Hacker News new | ask | show | jobs
by AlisdairO 4142 days ago
A block might be 8KB, but the actual update you're making to the block might be much smaller. I imagine by '128 byte write' he's talking about a lot of random row updates, where each row is 128 bytes. Now, if you're not too unlucky, many updates will be combined on the same page per checkpoint, but that's not a given. On the other hand, it's reasonably likely that several updates will be combined per erase block per checkpoint. A heavily indexed table can exhibit some pretty random write patterns, though.

Additionally, the WAL has to be synced to disk every commit (unlike a web server log file), and WAL records can be very small. WAL is of course append-only, so you'd hope that a good SSD with a battery/cap backup would cache the writes and flush on the SSD erase block filling up.

1 comments

A block might be 8KB, but the actual update you're making to the block might be much smaller.

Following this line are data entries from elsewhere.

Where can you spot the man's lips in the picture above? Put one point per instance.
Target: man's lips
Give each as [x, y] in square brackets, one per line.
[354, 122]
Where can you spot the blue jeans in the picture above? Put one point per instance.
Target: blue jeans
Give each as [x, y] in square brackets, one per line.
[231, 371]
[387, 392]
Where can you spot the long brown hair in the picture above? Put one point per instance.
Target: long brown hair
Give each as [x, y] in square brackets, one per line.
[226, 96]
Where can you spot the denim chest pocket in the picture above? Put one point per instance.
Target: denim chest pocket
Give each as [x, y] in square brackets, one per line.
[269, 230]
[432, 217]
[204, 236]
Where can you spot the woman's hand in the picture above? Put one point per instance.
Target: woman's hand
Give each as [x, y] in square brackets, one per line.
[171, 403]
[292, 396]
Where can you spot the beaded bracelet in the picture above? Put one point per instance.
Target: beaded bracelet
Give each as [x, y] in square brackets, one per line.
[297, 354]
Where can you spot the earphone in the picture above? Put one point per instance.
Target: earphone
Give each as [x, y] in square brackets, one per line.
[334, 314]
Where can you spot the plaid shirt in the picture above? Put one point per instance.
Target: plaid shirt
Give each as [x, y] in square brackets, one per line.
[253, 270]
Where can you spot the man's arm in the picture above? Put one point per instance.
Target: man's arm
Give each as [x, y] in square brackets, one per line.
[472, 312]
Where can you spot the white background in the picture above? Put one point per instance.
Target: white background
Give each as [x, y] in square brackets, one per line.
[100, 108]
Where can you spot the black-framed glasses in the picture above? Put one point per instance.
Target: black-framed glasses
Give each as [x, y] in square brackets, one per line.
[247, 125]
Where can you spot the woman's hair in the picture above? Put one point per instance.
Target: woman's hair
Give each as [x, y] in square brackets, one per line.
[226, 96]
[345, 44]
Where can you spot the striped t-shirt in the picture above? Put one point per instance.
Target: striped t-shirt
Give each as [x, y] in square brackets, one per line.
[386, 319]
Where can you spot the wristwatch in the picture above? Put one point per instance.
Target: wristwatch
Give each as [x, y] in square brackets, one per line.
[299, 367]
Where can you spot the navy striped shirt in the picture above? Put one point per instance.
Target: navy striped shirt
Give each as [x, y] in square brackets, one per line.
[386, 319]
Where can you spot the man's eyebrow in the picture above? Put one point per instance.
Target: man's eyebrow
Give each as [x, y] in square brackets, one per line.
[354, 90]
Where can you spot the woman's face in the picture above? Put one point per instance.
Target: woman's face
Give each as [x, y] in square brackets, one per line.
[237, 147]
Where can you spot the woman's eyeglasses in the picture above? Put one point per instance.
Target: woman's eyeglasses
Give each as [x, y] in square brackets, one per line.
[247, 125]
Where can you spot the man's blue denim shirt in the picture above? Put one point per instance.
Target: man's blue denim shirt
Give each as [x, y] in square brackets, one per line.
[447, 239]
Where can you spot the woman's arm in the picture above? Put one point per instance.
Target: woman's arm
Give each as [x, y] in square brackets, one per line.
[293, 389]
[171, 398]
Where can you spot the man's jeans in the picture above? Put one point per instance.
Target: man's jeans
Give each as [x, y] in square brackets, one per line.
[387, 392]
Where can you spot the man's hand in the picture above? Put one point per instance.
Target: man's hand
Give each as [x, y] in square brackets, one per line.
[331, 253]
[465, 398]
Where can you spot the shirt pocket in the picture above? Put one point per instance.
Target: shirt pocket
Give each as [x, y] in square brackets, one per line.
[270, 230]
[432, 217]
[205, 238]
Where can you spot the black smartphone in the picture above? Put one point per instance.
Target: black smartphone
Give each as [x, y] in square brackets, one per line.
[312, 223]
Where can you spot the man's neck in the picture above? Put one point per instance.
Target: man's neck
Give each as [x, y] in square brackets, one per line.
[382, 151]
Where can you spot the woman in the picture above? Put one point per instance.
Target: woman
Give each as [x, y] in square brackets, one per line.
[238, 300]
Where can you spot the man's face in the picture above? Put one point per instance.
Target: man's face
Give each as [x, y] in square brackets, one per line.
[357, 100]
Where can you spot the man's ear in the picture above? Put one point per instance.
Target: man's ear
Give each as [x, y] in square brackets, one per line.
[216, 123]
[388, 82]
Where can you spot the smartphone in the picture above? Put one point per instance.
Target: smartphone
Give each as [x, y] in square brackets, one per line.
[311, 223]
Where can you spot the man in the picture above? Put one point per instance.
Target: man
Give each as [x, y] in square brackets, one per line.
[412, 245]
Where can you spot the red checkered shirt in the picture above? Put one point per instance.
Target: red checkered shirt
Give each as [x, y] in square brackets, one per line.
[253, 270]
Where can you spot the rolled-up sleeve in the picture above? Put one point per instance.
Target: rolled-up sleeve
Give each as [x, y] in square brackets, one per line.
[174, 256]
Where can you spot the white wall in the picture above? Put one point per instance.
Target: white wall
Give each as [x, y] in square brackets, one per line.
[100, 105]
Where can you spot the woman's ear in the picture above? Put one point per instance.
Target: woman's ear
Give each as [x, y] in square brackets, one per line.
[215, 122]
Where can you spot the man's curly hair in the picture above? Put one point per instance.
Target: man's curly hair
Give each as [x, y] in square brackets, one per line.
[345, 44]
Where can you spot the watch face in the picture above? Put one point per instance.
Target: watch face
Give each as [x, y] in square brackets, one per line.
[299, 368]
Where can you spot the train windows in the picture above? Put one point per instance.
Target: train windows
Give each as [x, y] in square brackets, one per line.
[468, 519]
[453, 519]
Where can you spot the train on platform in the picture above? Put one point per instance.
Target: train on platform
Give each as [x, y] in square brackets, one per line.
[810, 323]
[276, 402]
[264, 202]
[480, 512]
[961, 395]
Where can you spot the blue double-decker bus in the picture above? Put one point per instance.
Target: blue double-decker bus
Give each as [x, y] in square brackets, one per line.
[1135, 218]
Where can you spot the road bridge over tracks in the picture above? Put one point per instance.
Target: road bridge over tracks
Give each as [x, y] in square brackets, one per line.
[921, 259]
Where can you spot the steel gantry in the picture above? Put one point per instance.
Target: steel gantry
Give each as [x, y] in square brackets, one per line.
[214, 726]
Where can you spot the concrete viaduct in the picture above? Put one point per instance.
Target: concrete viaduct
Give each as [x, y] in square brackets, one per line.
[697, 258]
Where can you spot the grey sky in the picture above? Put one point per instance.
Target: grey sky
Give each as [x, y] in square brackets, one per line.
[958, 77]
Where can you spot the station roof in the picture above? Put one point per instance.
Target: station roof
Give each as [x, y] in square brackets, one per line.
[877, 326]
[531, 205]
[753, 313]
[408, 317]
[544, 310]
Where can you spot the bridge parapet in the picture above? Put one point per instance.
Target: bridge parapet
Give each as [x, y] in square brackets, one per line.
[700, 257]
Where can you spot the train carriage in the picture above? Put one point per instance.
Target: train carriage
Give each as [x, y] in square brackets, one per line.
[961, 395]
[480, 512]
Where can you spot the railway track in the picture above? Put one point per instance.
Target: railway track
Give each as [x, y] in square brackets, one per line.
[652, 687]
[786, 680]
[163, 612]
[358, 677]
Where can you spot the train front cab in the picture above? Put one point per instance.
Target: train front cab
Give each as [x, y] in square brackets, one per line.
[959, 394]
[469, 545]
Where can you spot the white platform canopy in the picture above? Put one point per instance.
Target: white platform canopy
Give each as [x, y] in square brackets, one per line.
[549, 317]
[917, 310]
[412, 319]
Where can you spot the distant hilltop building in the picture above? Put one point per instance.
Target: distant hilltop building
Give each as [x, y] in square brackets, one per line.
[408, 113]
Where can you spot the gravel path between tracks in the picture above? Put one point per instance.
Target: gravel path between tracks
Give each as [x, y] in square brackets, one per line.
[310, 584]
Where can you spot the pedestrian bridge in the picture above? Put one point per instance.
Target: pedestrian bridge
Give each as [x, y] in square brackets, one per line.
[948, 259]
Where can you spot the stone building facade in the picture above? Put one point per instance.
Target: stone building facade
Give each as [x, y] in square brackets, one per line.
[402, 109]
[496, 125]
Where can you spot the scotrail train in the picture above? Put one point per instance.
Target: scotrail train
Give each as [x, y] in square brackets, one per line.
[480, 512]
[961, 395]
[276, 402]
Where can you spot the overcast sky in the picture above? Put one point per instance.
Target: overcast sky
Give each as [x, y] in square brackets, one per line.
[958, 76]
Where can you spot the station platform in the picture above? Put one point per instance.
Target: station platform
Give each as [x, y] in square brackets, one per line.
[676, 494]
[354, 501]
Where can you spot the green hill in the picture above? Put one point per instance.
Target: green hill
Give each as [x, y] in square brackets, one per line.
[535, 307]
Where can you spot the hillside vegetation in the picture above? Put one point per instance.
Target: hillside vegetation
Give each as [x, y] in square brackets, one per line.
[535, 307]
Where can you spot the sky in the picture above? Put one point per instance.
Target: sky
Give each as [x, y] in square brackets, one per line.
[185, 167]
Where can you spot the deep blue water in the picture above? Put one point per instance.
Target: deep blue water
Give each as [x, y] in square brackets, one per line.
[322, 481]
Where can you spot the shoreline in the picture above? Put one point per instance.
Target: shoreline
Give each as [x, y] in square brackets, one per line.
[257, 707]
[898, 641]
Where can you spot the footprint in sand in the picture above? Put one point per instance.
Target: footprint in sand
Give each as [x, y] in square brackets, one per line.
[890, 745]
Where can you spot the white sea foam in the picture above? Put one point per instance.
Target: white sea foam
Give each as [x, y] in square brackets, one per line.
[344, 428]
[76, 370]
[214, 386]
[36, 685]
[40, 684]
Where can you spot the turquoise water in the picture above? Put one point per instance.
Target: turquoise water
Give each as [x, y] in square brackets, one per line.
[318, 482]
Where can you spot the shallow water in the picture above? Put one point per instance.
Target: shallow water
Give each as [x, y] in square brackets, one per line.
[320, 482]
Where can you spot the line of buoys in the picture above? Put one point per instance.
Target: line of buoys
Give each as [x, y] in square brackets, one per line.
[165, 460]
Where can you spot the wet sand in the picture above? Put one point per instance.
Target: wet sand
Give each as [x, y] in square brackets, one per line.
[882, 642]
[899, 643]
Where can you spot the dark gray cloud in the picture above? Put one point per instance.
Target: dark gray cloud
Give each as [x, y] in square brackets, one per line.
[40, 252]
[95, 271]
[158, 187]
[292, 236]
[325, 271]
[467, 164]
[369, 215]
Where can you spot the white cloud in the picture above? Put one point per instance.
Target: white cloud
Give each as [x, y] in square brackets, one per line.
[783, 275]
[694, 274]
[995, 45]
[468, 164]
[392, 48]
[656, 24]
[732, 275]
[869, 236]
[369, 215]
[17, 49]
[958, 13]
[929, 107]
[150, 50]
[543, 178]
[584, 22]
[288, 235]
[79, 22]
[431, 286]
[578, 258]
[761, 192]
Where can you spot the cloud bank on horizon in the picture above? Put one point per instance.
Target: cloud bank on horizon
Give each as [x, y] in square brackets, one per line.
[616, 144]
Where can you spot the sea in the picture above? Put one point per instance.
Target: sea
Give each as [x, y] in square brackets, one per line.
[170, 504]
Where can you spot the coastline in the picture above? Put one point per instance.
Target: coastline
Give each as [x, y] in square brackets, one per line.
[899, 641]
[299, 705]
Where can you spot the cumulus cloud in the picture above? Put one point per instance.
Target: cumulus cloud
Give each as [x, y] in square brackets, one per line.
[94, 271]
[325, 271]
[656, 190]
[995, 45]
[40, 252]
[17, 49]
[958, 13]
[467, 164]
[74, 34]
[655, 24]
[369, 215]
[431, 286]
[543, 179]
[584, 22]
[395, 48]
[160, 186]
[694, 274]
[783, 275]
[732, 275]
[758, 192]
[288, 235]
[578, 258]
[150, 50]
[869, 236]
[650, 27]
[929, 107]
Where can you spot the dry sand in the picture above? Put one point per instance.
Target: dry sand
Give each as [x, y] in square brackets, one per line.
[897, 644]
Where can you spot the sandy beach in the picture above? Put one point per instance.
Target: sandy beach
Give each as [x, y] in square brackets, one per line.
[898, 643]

All major databases will only deal in the 8KB increments (or whatever their block size is, whether larger or smaller, but never as small as originally claimed) though. They don't write less. Indeed, it's worth noting that most (every single major one) database systems actually write to a sequential transaction log (which they do not have to checkpoint every n-bytes), and only on commit do they actually then make a strategy for changing those source pages and extents, unrolling it from the log and checkpointing it, which by default includes coalescing and combining strategies. The idea that databases are randomly writing small bits of data all over the place is simply wrong, but is the entire foundation of almost every comment in this thread.

https://technet.microsoft.com/en-us/library/aa337560%28v=sql...

As one example. Oracle, pgsql, mysql, and others do the exact same thing.

They aren't randomly changing an int here and a bool there.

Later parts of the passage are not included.